Three forms of peripheral nerve injuries have been described.  Neuropracxia the mildest form, is often incomplete and produces a transient loss of function. Its key feature is spontaneous recovery that occurs within hours to several months of injury.  Axonotemesis,  refers to a complete interruption of the axon and myelin sheath while preserving the endoneurial core connective tissue structure of the nerve. Often described as a “neuroma-in-continuity,” this type of injury results in an immediate loss of motor, sensory, and autonomic function distal to the lesion. Spontaneous recovery can occur but requires more time than a neurapraxic injury and depends on a number of factors that affect the rate of nerve regeneration. The final type of injury, neurotmesis, implies a complete disruption of both the neural and connective tissue elements of a peripheral nerve.
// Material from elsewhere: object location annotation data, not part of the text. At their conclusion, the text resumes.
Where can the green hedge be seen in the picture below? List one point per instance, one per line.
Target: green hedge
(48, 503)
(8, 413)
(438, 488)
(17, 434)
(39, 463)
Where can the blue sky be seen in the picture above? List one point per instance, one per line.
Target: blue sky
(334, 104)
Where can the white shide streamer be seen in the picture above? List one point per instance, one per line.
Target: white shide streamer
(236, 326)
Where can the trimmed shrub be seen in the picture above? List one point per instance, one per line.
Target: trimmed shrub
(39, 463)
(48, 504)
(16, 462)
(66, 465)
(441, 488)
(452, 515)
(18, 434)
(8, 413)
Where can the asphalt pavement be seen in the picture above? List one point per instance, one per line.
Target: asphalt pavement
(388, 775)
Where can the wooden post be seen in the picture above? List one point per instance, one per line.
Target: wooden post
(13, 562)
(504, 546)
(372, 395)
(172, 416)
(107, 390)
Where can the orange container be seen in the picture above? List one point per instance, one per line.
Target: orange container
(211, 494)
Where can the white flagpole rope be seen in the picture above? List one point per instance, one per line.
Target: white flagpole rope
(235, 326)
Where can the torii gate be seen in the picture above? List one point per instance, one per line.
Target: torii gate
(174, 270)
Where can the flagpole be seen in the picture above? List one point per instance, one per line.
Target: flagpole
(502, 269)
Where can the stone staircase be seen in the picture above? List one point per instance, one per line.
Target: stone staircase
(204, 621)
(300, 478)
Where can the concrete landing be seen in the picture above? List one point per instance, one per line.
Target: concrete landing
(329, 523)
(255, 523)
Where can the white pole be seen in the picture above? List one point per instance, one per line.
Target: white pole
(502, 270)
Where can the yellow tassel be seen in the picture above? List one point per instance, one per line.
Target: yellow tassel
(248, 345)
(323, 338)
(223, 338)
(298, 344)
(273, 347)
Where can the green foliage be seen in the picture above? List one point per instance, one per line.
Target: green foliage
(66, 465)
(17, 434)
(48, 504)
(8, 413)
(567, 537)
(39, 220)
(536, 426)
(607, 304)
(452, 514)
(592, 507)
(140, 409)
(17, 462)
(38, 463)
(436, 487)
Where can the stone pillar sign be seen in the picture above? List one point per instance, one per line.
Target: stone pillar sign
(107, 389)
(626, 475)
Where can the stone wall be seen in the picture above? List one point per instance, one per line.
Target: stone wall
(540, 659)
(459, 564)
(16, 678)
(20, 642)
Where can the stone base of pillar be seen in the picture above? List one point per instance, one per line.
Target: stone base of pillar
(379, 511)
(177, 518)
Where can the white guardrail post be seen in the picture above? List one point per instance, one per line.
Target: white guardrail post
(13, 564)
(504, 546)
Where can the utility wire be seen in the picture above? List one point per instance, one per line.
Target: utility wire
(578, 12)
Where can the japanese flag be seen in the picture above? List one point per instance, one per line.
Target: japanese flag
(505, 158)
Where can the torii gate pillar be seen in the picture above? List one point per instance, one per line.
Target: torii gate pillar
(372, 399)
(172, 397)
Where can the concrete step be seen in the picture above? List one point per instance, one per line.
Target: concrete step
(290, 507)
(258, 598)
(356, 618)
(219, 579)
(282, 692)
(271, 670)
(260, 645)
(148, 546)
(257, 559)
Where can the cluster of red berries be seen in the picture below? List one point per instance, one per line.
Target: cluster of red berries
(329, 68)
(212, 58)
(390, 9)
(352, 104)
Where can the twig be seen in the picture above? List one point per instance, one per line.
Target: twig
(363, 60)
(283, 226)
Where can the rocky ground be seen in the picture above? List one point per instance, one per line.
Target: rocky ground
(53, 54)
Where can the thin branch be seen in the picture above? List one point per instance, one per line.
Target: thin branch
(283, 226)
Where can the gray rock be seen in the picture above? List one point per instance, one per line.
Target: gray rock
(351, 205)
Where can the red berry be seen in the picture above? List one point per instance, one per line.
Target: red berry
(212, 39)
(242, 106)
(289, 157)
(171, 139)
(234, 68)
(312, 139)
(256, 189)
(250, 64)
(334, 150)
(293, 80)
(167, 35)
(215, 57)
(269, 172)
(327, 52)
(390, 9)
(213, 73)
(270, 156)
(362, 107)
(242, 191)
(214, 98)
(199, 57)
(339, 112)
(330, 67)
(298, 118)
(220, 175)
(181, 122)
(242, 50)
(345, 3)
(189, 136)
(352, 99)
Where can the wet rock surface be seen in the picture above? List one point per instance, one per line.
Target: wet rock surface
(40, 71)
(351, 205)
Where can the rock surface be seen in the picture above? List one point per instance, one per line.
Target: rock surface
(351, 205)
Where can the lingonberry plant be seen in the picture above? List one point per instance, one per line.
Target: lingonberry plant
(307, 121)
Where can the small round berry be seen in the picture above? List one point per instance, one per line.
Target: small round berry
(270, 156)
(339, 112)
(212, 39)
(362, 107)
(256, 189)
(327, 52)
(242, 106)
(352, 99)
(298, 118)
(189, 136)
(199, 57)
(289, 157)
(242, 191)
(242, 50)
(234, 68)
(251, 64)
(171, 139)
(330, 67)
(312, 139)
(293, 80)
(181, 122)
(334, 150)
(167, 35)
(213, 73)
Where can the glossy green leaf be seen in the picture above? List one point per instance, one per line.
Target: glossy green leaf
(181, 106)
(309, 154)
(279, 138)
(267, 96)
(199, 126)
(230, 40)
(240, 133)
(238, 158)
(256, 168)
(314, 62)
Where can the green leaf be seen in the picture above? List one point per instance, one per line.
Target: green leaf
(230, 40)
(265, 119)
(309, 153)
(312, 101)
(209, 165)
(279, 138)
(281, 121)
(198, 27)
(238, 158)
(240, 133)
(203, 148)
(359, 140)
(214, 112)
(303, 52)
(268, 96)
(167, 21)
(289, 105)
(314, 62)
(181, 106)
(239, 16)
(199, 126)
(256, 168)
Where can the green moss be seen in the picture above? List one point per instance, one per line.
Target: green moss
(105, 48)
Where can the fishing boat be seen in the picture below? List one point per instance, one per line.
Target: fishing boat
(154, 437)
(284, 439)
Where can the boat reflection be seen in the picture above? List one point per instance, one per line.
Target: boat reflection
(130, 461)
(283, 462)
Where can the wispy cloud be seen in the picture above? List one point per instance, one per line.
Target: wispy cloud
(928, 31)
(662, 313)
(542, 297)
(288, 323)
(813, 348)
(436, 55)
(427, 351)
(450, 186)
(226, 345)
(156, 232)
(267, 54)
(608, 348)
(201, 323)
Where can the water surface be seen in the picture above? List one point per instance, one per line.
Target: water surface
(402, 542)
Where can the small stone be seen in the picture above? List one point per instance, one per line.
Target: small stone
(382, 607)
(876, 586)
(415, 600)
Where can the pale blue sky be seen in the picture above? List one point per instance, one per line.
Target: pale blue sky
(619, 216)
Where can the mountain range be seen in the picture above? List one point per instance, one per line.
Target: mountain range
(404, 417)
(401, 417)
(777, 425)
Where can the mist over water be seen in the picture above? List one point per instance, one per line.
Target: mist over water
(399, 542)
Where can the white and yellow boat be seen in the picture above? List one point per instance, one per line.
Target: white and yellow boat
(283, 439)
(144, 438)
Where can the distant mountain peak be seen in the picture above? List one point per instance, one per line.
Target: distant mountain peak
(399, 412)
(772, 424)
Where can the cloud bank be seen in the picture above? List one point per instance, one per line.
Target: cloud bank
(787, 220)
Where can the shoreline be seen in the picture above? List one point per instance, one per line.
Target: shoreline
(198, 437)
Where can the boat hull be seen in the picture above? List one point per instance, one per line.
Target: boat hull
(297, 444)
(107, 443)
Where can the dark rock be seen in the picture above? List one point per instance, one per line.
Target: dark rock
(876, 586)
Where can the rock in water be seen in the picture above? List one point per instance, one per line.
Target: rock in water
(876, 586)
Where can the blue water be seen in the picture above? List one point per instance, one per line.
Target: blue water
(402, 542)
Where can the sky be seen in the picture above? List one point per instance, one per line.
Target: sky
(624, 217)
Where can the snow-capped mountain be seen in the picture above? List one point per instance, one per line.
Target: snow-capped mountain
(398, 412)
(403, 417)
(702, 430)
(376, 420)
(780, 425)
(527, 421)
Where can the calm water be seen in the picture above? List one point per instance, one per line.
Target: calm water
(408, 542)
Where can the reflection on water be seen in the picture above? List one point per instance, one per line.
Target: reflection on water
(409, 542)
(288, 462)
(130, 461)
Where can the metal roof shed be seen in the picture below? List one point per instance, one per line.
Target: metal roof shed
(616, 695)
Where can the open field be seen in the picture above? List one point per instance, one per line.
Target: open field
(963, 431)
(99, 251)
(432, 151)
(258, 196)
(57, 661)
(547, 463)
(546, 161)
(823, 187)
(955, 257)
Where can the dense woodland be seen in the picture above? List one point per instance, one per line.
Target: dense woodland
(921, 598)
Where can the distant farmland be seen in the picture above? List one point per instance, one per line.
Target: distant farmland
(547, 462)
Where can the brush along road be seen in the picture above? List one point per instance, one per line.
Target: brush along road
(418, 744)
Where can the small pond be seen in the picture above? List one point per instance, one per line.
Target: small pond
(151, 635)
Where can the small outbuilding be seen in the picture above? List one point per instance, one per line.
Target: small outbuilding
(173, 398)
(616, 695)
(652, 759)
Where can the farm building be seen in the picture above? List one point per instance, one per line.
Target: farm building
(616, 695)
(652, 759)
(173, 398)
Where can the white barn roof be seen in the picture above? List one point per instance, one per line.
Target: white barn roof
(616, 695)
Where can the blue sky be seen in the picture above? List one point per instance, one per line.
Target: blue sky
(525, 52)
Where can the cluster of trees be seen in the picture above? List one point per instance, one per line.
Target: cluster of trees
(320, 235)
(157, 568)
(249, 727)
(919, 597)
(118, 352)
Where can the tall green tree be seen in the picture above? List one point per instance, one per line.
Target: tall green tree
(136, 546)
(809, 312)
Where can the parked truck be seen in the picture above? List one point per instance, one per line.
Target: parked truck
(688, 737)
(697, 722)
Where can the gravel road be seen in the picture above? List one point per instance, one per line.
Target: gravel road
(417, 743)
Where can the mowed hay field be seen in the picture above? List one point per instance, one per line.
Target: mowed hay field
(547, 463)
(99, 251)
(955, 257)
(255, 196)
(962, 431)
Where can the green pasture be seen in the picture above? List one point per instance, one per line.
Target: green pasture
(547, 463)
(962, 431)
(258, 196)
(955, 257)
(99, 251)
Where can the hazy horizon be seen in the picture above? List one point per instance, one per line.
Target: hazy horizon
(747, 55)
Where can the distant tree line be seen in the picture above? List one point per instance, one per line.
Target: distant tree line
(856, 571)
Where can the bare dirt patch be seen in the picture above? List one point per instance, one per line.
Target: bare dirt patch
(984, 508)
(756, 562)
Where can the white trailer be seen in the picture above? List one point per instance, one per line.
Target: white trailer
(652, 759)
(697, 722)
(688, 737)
This type of injury is incompatible with spontaneous recovery and will ultimately require surgical intervention if any function is to be regained.

 

Injury to the common digital nerve of the left 3rd web space occurred in this patient during an open carpal tunnel release procedure performed elsewhere.

 

 

 

 

 

The Neuroma-in-Continuity is identified, isolated and dissected free from surrounding structures in preparation of excision and micro-surgical repair.

 

 

 

 

 

The neuromas has been resected.

 

 

 

 

 

 

Specimen.

 

 

 

 

 

 

A primary micro-neurorhaphy was able to be performed without any tension.

 

 

 

 

 

A ninhydrin spray test was performed to confirm return of autonomic nerve function and a normal sweat pattern after nerve regeneration. Near normal 2pt discrimination was also obtained.